This is a blog post about blitzscaling, difference between marines & soldiers & police officers, which of them are getting the shit done, why do the "code ninjas" & "programming rockstars" fail and how you can turn that all into your advantage.

Few days ago I've started reading "Blitzscaling" by Reid Hoffman. I'm not done yet, book is OK, I do agree with a lot of things (but I still do not with some), however today I've found something really worth sharing. A classification of attitudes (mindsets?) of people that are the most desired/beneficial at various stages of modern enterprise's life-cycle.

Why do I like it so much? Because it matches my thoughts exactly, but frames them into far better categories than I did in my personal considerations.

"Marines are start-up people who are used to dealing with chaos and improvising solutions on the spot. Army soldiers are scale-up people, who know how to rapidly seize territory once your forces make it off the beach. And police officers are stability people, whose job is to sustain rather than disrupt." – Reid Hoffman

Freakin' brilliant. Bullseye. This is one of the shortest (yet, still partial) answers to why scaling is so hard - to put it simply: people who match these three profiles (marines, soldiers, police officers) are usually very, very different.

  • Marines are tinkerers, lone wolfs, brilliant problem-crunchers used to save the day just by themselves - they can fix & patch everything (at their stage!) in no-time, but they have their limitations when it comes to: knowledge transfer, teamwork, people development, organising the work of others, communication, flexibility.
  • But at some point organisation has to scale up (quickly) & then marines either struggle with each other (if you manage to get more of their kind) or become bottlenecks and knowledge silos, effectively deepening the chasm between them & the rest of the organisation - this is when soldiers are supposed to take control: drivers, fast-learners, ambitious, highly autonomous, yet able to co-operate. Still very capable in terms of skill, but already aware of the fact that they can't do everything solo.
  • Rapid growth driven by solders inevitably ceases at some point - operational costs, inertia, market ceiling, risk-related constraint - combination of all these forces the organisation to focus on control & stability. Accumulated debt (process & technical) has to be dealt with, toil happens, unit cost of change increases (as both accidental & domain complexity grow) - these are the times of gendarmes (police officers) at the steering wheel.

It may seem at the very first glance that when you get to "gendarme phase" you're already f%cked, people are just inefficient & in general you could have just put money on fire instead of continuing with this business of yours.

But that's not correct.

Stabilisation phase doesn't mean growth doesn't happen & people should just get along with the fact that they're stuck in the mud of inefficiency & inertia.
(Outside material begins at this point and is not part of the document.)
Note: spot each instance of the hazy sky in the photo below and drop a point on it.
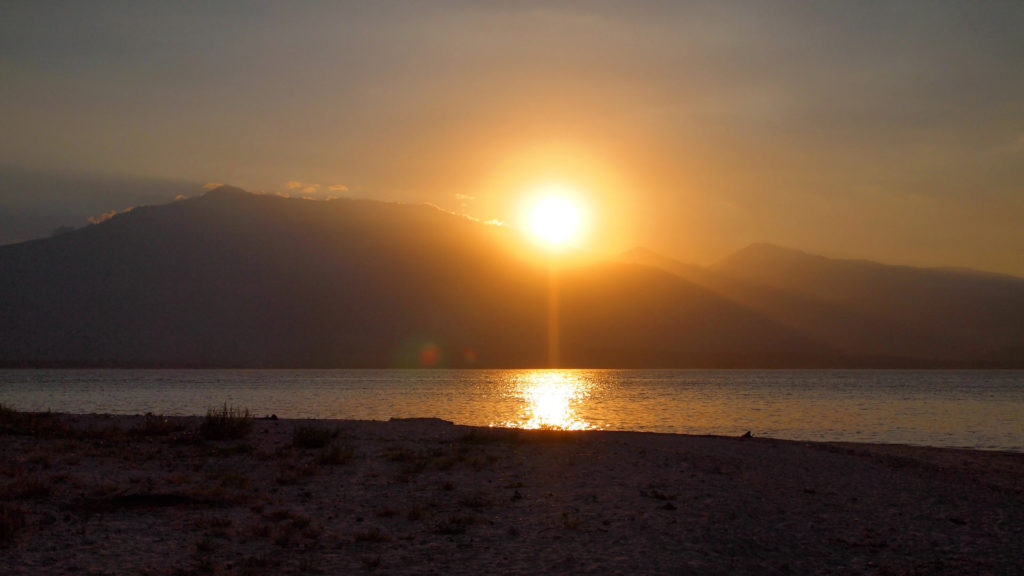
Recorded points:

If just means that:

  1. they can't afford breaking things around recklessly (and not caring)
  2. improvements have to come out of continuous loop of small, but consistent steps
  3. their focus is still on execution & Getting Shit Done, but ... it's a ... different shit

In my case it was an amazing experience to see with my very own eyes how people who were rocking the house at phase X were completely hopeless in X+1. How "code ninjas" & "programming rockstars" were struggling with things like basic coordination, risk control or emotional intelligence (when it comes to the person sitting next to them), how top-notch specialists were turning into less-than-mediocre leaders.

The main lesson that comes out of that is very simple to learn, but hard to master: do not pigeonhole people too easily. Learn their weak spots & strong ones as well, make very aware decisions on who should do what, when & with whom. Do not assume that a former "star player" will shine in all circumstances no matter what. Of course it's absolutely possible that a great marine will make a great soldier or gendarme, but it's far from guaranteed.